Tracing provides information about activities carried out by an application. Trace output is sent to the server’s log file. To establish the level of detail for logging and tracing:
Use the Management Console to connect to EAServer.
Expand the Servers folder, and select the server.
On the Log/Trace tab, select or unselect the following properties:
Capture Console Output in Log Writes messages that display in the console to the server log file.
Enable HTTP Request Log Generates an HTTP request log. Logs are named serverName-http-YYYY-MM-DD.log and created in the logs subdirectory. serverName is replaced with the name of the server and YYYY-MM-DD is replaced with the current date.
Enable java.sql.DriverManager Log Writes DriverManager log messages to the server log.
Generate Exception Cross-Reference Cross-references exceptions in the server log file.
Generate Transaction Cross-Reference Cross-references transactions in the server log file. To start transaction tracing from the command line, use the logTransaction flag when you start EAServer
Log Application Exceptions Writes application exceptions to the server log. If a deployed module requires that application exceptions be logged, set either the ejb.logExceptions (EJB) or web.logExceptions (Web applications) property in the module’s XML configuration script to true. You can edit this script in the Management Console, using the module’s Configuration tab.
Log System Exceptions Writes system exceptions to the server log. To log system exceptions, use the same technique described in Log Application Exceptions, above.
JMX Logging Level The logging level for the Systems Management JMX agent. See “Running the SNMP subagent” in Chapter 14, “Systems Management,” in the EAServer System Administration Guide.
Enable RMI-IIOP Trace Traces remote method invocations for IIOP and RMI-IIOP in the server log.
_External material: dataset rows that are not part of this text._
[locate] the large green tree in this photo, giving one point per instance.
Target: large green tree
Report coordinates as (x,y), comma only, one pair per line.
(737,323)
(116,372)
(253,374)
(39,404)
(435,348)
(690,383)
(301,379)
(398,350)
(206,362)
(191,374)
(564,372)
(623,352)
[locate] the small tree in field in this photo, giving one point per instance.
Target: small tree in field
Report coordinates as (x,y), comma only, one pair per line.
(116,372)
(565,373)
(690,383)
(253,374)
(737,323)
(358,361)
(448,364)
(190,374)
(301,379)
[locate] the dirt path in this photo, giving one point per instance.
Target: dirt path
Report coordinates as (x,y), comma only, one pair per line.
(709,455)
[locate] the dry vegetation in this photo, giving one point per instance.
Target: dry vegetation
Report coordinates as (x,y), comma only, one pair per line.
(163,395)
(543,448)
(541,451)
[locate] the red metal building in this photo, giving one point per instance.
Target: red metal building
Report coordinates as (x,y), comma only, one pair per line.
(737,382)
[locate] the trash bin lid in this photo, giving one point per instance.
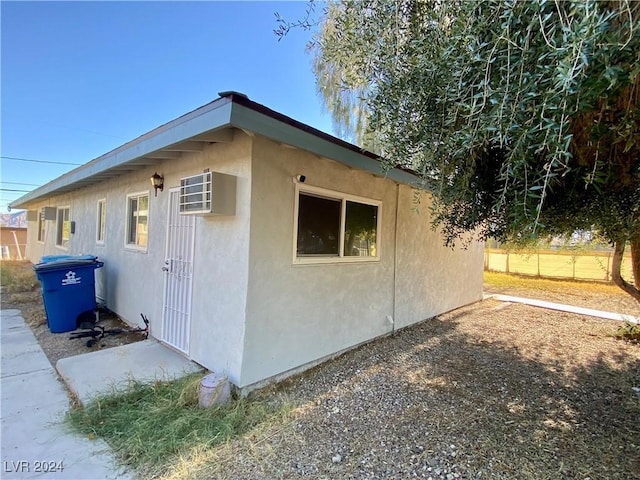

You can also enable RMI-IIOP tracing from the command line, which does not change the value in the server properties file. To start IIOP tracing from the command line, use the rmiiiopTrace flag when you start the server.
WARNING! Enabling RMI-IIOP trace may result in plain-text passwords appearing in the server log, depending on the authentication mechanism used by remote clients.
Enable RMI Local Trace Traces local RMI method invocations (intercomponent calls) in the server log. To start tracing from the command line, use the rmiiiopTraceLocal flag when you start the server.
Enable EJB Trace Traces EJB component invocations in the server log. To start EJB tracing from the command line, use the ejbTrace flag when you start EAServer.
Enable Web Trace Traces Web component invocations in the server log.
Enable JMS Trace Traces Java Message Service (JMS) operations in the server log. All public and protected JMS provider methods are traced. To start JMS tracing from the command line, use the jmsTrace flag when you start EAServer.
Enable SQL Trace Traces JDBC driver activity in the server log, including JDBC prepared statement operations, parameter and result information for container managed persistence operations (queries and updates), and transaction commit/rollback operations. To start SQL tracing from the command line, use the sqlTrace flag when you start EAServer.
You can also enable these logging and tracing properties from the command line or in the setenv.bat[sh] file—see “Managing system logging”.
For information on viewing the log files, see “Viewing server log files” in Chapter 11, “Runtime Monitoring,” in the EAServer System Administration Guide.